The researchers believe this new type of photo-electrode is not only cheap to produce, but can also be recreated on a larger scale for mass and worldwide use of water splitting.

The research has been published in leading journal, Scientific Reports. At this writing the paper is not behind a paywall.

In this new research, the team utilized lanthanum iron oxide to create a semi-conducting material that gave the ideal results for the production of hydrogen from water using sunlight, making it the strongest candidate yet for renewable hydrogen generation.

FIB-SEM cross section of LaFeO3 photo-electrode. Image Credit: Govinder Pawar, University of Exeter . Click image for the largest view.

Govinder Pawar, lead author on the paper and based at the University of Exeter’s Environment and Sustainability Institute on the Penryn Campus in Cornwall said, “We have shown that our LaFeO3 photo-electrode has ideal band alignments needed to split water into its constituents (H2 and O2) spontaneously, without the need of an external bias. Moreover, our material has excellent stability where after 21 hours of testing it does not degrade, ideal for water splitting purpose. We are currently working on further improving our material to make it more efficient to produce more hydrogen.”

Photo electro chemical (PEC) water splitting to produce solar fuel (hydrogen) has long been considered as the Holy Grail to a carbon-free hydrogen economy. The PEC concept to produce solar fuel is to emulate the natural photosynthesis using man made materials.

The bottle-neck in realizing the concept practically has been the difficulty in identifying stable low-cost semiconductors that meet the thermodynamic and kinetic criteria for photoelectrolysis. The team fabricated the new p-type LaFeO3 photo-electrode using an inexpensive and scalable spray pyrolysis method.

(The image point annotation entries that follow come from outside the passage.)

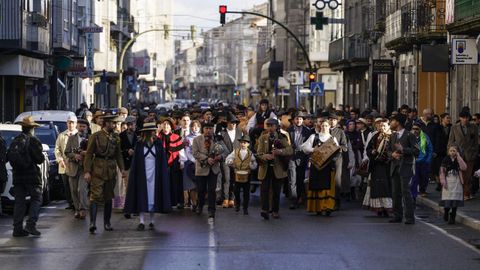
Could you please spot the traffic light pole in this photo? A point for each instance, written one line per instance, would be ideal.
(305, 53)
(124, 51)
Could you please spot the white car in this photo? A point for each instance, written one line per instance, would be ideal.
(57, 118)
(8, 133)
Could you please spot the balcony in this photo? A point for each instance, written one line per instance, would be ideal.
(467, 17)
(417, 22)
(348, 52)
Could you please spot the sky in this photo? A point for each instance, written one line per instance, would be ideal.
(204, 13)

The team’s nanostructured LaFeO3 photo-electrode resulted in spontaneous hydrogen evolution from water without any external bias applied. Moreover, the photo-electrode has a faradaic efficiency of 30% and showed excellent stability over 21 hours.

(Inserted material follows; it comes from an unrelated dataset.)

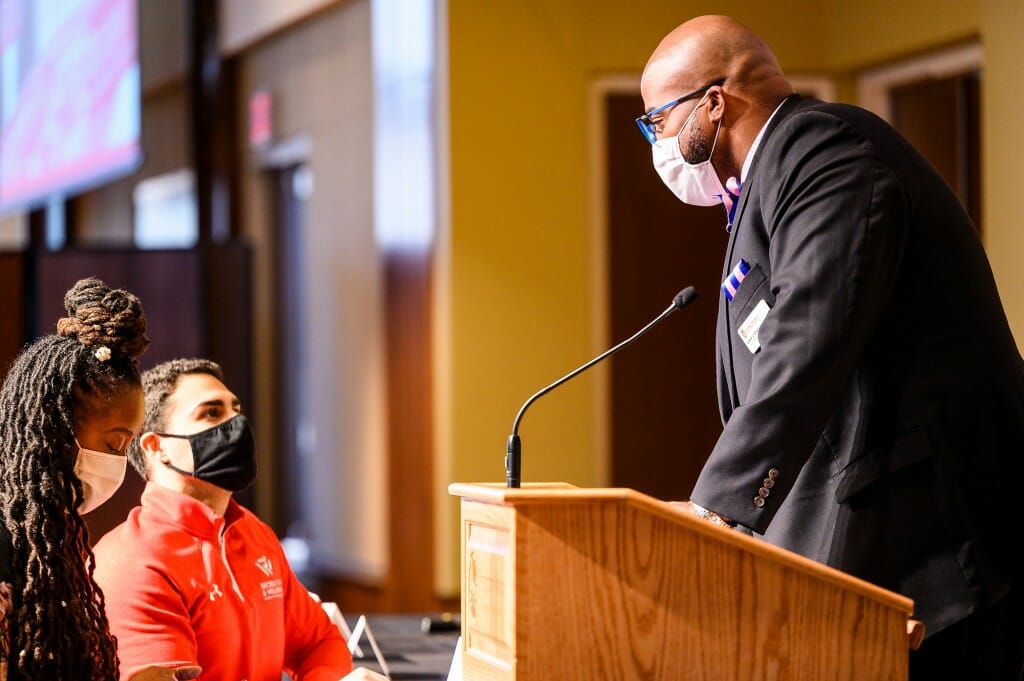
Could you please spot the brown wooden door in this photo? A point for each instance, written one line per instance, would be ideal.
(664, 412)
(941, 118)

To the best of the team’s knowledge this is the first time hydrogen has been produced spontaneously during a water splitting test without any external bias being applied using LaFeO3 photo-electrode as a single material. These findings demonstrate that LaFeO3 is a potential candidate to act as a photo-electrode for unassisted PEC water splitting to generate solar fuel (hydrogen) cost effectively.

This might be the breakthrough the hydrogen folks have been looking for. The team isn’t introducing an outside power source nor separately generating current for electrolysis.

While this is a report on the first trial in the lab and there are issues to be solved, there is a very encouraging foothold in a new developing field. The team is likely hard at improving it at this moment.

Your humble writer suspects we will look back at this and note “this was the breakthrough.”

Congratulations are in order for the Exeter team. Well done indeed!


Comments

1 Comment so far

  1. Roy Long on May 6, 2018 8:18 PM

    I disagree with your statement: “making it the strongest candidate yet for renewable hydrogen generation.”

    Hypersolar http://www.hypersolar.com has been developing a nano-particle water splitter for years and is almost ready for a pilot plant.

    They are indeed the closest to commercialization.